To illustrate, the Court poses a hypothetical in which a model employee brings their wife to a holiday party but the employer has a policy of firing any employee known to be homosexual. According to the Court, “[i]f the policy works as the employer intends, the answer depends entirely on whether the employee is a man or a woman.” While the employer’s “ultimate goal” may be to discriminate on the basis of sexual orientation alone, the employer also necessarily discriminates on the basis of sex, which is “exactly what Title VII forbids.”

The same is true, the Court explains, with respect to gender identity. “An employer who fires a transgender person who identified as a male at birth but now identifies as a female…penalizes a person identified as male at birth for traits or actions that it tolerates in an employee identified as female at birth.” In either case, because “changing the employee’s sex would have yielded a different choice by the employer – a statutory violation has occurred.”

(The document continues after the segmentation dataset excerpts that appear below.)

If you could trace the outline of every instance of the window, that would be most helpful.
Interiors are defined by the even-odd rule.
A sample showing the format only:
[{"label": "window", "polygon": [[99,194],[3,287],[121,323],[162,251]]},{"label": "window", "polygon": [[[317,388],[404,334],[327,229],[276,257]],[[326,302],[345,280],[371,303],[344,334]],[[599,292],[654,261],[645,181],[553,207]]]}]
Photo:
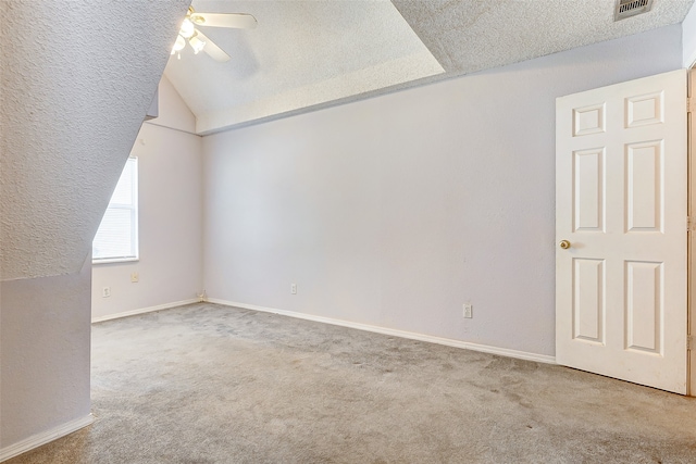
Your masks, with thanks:
[{"label": "window", "polygon": [[138,259],[138,159],[128,158],[91,243],[95,263]]}]

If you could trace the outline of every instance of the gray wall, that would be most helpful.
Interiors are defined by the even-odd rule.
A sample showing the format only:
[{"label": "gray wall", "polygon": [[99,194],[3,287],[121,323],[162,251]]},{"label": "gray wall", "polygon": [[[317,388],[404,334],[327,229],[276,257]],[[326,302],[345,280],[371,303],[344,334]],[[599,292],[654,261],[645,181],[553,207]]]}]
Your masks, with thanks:
[{"label": "gray wall", "polygon": [[91,254],[79,273],[0,284],[0,449],[89,415]]},{"label": "gray wall", "polygon": [[206,137],[209,297],[552,355],[555,99],[679,68],[681,41],[670,26]]},{"label": "gray wall", "polygon": [[[202,141],[166,77],[159,88],[160,116],[142,125],[130,151],[138,156],[140,259],[92,266],[92,321],[190,303],[202,290]],[[103,287],[111,297],[102,298]]]}]

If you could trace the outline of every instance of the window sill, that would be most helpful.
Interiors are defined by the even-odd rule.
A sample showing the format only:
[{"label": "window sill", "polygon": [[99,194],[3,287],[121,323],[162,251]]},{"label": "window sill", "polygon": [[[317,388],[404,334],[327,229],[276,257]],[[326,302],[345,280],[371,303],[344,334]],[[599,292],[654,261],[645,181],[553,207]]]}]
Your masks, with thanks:
[{"label": "window sill", "polygon": [[117,263],[135,263],[140,261],[139,258],[105,258],[103,260],[91,260],[91,265],[96,264],[117,264]]}]

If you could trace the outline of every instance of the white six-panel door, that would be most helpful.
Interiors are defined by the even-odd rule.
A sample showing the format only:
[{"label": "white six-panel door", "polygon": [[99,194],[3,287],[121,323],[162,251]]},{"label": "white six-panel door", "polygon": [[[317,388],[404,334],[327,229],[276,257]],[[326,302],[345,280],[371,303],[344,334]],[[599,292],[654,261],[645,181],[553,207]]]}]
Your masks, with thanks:
[{"label": "white six-panel door", "polygon": [[556,150],[557,362],[685,393],[686,71],[557,99]]}]

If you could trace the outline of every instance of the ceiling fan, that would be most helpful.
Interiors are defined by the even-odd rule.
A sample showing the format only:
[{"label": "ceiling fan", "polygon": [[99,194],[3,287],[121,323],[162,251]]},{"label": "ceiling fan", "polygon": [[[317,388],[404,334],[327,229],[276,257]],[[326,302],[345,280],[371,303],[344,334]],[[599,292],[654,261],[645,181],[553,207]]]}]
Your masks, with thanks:
[{"label": "ceiling fan", "polygon": [[202,50],[212,57],[213,60],[224,63],[225,61],[229,61],[229,55],[206,37],[203,33],[198,30],[196,26],[253,29],[257,27],[257,18],[244,13],[197,13],[192,7],[188,8],[188,13],[186,13],[186,17],[178,30],[178,36],[176,37],[176,42],[174,42],[171,54],[177,53],[181,60],[181,52],[188,41],[188,45],[194,49],[194,53],[198,54]]}]

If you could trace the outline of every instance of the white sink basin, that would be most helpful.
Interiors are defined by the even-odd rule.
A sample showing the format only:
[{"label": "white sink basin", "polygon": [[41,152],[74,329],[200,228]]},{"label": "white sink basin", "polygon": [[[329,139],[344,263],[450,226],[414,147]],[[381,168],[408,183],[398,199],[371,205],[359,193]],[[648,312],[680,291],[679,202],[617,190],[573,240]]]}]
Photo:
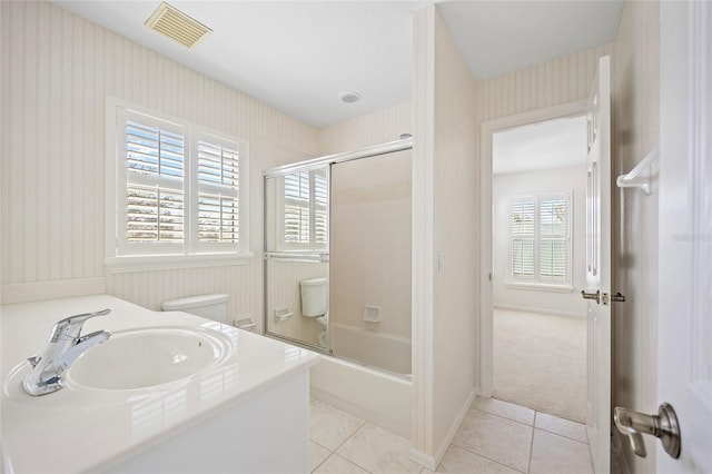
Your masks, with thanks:
[{"label": "white sink basin", "polygon": [[190,377],[227,355],[229,343],[212,333],[179,327],[113,333],[75,361],[67,387],[150,388]]}]

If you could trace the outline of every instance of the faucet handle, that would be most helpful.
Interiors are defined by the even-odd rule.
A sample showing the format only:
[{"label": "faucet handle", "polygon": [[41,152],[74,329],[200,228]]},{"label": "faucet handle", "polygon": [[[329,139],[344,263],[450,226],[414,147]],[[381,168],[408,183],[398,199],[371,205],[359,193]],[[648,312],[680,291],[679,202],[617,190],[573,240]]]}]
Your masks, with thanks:
[{"label": "faucet handle", "polygon": [[81,333],[81,326],[85,324],[87,319],[90,319],[96,316],[105,316],[111,313],[110,308],[102,309],[100,312],[95,313],[85,313],[80,315],[73,315],[66,317],[63,319],[58,320],[52,328],[52,334],[50,335],[49,340],[51,343],[56,343],[61,338],[69,337],[76,339],[79,337],[79,333]]}]

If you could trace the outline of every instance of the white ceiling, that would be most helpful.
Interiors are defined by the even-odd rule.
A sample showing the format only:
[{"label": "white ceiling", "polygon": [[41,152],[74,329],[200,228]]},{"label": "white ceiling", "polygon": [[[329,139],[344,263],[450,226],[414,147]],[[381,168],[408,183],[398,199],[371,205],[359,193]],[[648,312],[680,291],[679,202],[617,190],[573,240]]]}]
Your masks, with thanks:
[{"label": "white ceiling", "polygon": [[[144,23],[160,1],[56,4],[322,127],[411,99],[412,14],[438,3],[475,79],[613,40],[623,1],[169,1],[212,29],[194,49]],[[342,91],[362,100],[343,103]]]},{"label": "white ceiling", "polygon": [[586,164],[586,118],[570,117],[525,125],[492,137],[495,175]]}]

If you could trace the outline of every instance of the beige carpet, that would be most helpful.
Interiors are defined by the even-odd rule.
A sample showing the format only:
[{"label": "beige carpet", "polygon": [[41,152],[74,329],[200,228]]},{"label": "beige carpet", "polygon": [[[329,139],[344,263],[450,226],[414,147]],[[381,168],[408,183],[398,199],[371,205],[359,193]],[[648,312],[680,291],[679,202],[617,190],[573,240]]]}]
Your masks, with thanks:
[{"label": "beige carpet", "polygon": [[585,318],[495,308],[494,397],[585,423]]}]

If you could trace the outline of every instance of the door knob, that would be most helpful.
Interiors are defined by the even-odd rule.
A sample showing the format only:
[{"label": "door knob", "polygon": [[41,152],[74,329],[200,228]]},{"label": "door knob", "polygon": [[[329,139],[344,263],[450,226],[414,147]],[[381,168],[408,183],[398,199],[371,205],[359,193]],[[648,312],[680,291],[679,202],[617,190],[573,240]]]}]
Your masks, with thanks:
[{"label": "door knob", "polygon": [[601,304],[601,290],[596,289],[596,293],[586,293],[584,289],[581,290],[581,296],[583,299],[593,299],[596,304]]},{"label": "door knob", "polygon": [[633,453],[645,457],[645,443],[643,435],[650,434],[659,437],[671,457],[680,457],[680,426],[678,416],[672,405],[663,403],[657,408],[657,415],[645,415],[616,406],[613,411],[615,427],[627,436]]}]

In the decision, the Court rejected several arguments raised by the employers, including the position that discrimination on the basis of sexual orientation and gender identity applies equally to male and female employees, and therefore does not constitute discrimination “because of…sex.” The Court flatly rejected this argument, making clear that “Title VII protects individuals of both sexes from discrimination, and does so equally.”

Chief Justice Roberts joined the majority opinion, along with Justices Ginsberg, Breyer, Sotomayor and Kagan. Justice Alito filed a dissenting opinion with Justice Thomas while Justice Kavanaugh filed a separate dissent. Notably, Justice Kavanaugh concluded his opinion by acknowledging the “important victory achieved today” by the LGBTQ community; however, he believes it was Congress’s role, not the Court’s, to amend Title VII.

Takeaways

Title VII now prohibits discrimination on the basis of gender identity and sexual orientation in all 50 states – but what exactly does this mean for employers? Before June 15, 2020, approximately 25 states already prohibited discrimination on the basis of sexual orientation and/or gender identity under state and/or local law. So while the decision will likely have little practical effect for employers in those jurisdictions, employers in other locations will need to review and revise their existing policies and training materials, and ensure relevant personnel are trained on these new requirements.

The decision also casts doubt on a new rule published by the Department of Health and Human Services (HHS) that rolled back protections for transgender Americans under the Affordable Care Act. Over the past several years, HHS regulations have incorporated language to prohibit discrimination on the basis of sexual orientation and gender identity. The new rule seeks to reverse this trend and return to “the plain meaning of ‘sex’ as a biological binary.” The Court’s reasoning that discrimination on the basis of sexual orientation and gender identity is inherently discrimination on the basis of sex could make it more difficult for HHS to defend the rule in any forthcoming litigation.